От волнения и бешенства Огюст минутами и вовсе ничего не понимал, и смысл некоторых фраз доходил до него только после того, как он уже невпопад отвечал на тот или иной вопрос. Эти сбивчивые ответы укрепляли комиссара в его подозрениях, которые явно были у него еще до того, как он взял в руки документы.
Вскоре Монферран узнал, что в первых же своих отчетах Борушкевич обвинил в хищениях не только чиновников и подрядчиков, но и его самого.
Разгневанный граф Головин потребовал объяснений, и, хотя архитектору удалось написать толковые отчеты и оправдаться, хотя никаких документов, которые бы доказывали его причастность к воровству, комиссаром найдено не было, хотя никто из участников строительства в открытую его не обвинил, — председатель Комиссии, изучив отчеты Борушкевича, отстранил Монферрана от ведения финансовых дел на строительстве.
Огюст почувствовал себя не только оскорбленным, но просто уничтоженным. И виновным, хотя в том, что ему приписывали, он не был виноват. Но ведь на него написали донос, значит, его возненавидели. За что?
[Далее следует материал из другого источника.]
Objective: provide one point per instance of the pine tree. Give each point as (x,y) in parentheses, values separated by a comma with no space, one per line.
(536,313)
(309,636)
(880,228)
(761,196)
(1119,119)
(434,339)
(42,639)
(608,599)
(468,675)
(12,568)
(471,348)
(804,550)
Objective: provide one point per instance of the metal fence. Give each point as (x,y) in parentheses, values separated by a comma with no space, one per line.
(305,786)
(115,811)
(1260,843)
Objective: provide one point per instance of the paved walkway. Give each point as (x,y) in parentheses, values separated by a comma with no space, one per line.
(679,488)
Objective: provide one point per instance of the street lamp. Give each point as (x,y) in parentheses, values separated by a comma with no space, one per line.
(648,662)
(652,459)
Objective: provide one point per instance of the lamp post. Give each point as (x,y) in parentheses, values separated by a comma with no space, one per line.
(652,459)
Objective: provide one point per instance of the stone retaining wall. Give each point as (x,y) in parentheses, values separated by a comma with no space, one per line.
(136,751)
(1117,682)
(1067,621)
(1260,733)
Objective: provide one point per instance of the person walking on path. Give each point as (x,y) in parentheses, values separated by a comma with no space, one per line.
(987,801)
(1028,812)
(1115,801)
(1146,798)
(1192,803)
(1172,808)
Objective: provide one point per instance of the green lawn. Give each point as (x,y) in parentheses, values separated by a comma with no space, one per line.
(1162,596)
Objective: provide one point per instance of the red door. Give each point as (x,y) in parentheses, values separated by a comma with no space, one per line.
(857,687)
Он мучительно думал и понимал: в отношениях своих с этими людьми, мастерами, подрядчиками, он во многом ошибался. Он их не понимал, обижал незаслуженно, не желал признавать их знаний, видеть их умения. Ну, вот и получил!.
Желтый круг лампы стал подрагивать, тускнеть; тени, спавшие по углам как кошки, начали вытягивать лапы, подвигаться к столу.
В лампе кончалось масло.
Огюст отшвырнул перо. У него больше не было сил разбирать бумаги, тем более что делал он это теперь из одного самолюбия. Его проверка никого не интересовала: за найм рабочих, материалы, договорные подряды он уже не отвечал. Надо было бы лучше еще раз просмотреть чертежи фундаментов, подготовленные для Комитета Академии, однако архитектор побоялся браться за них: у него стали подрагивать руки и болеть глаза… Последние дни он работал сутками, тратя здесь, на строительстве, столько же времени, сколько в чертежной, а порою и больше. Усталость наваливалась на него, душила его. Хотелось уронить голову на руки и уснуть прямо здесь, за столом…
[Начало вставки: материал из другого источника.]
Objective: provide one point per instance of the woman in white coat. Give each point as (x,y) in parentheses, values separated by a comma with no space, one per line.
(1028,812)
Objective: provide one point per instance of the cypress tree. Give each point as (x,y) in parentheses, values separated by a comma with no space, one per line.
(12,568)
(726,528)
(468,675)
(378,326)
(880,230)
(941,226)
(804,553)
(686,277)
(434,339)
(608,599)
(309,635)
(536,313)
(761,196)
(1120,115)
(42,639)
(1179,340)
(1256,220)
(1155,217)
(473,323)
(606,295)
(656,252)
А с улицы все также долетала песня, хрипловатый голос певца тоскливо выводил одни и те же слова:
Монферран сделал над собою усилие, сложил аккуратно бумаги, встал из-за стола и, потушив лампу, ощупью добрался до двери. Снял с крюка свой заячий тулуп, за четыре года уже немного отощавший и обтершийся, решительно его надел и толкнул дверь плечом.
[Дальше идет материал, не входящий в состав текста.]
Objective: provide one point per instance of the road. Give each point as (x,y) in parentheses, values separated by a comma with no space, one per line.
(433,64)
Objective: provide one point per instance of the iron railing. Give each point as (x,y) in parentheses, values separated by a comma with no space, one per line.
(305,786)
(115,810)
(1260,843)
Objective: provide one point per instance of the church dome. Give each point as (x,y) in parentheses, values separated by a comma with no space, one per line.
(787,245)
Метель кончилась. Умолкла песня.
Над конторским сараем, над всем строительством, надо всем Петербургом стояли в серебряно-черном небе огромные загадочные звезды. Вокруг каждой звезды горел маленький венчик лучей, будто нимб, и от каждой звезды исходило холодное дыхание, и казалось — это они, звезды, заморозили, покрыли инеем, осыпали хрупким стеклянным снегом этот мир, и в их власти заморозить его еще сильнее, погрузить уже не в сон, а в смерть; но в их же власти пробудить весну, соединить холодные язычки огня в жаркое пламя утренней зари…
Огюст стоял запрокинув голову и смотрел на звезды не мигая, любуясь ими.
От стены конторки отделилась в это время одинокая фигура и приблизилась к архитектору.
— Идемте домой, Август Августович.
Он вздрогнул. Обернулся.
— А, Алеша… Да, да, идем. А ты что на улице сидел. Будто в конторе места мало? Замерз ведь…
— Да нет. Я у костра сидел. Песню слушал.
— И я слушал, — признался Огюст. — Хорошая песня.
Алексей встрепенулся. В темноте архитектор не видел его лица, но ему показалось, что на губах слуги появилась радостная, почти детская улыбка.
— Понравилось вам!.. А вы поняли слова-то?
— Вот потому, знать, и понравилась. Она ж в чем-то будто про вас, в чем-то про меня… Хорошие песни всегда такие. Коли веселые, то каждому человеку про его веселье напомнят; а коли грустные, каждому его лихо злое помянут.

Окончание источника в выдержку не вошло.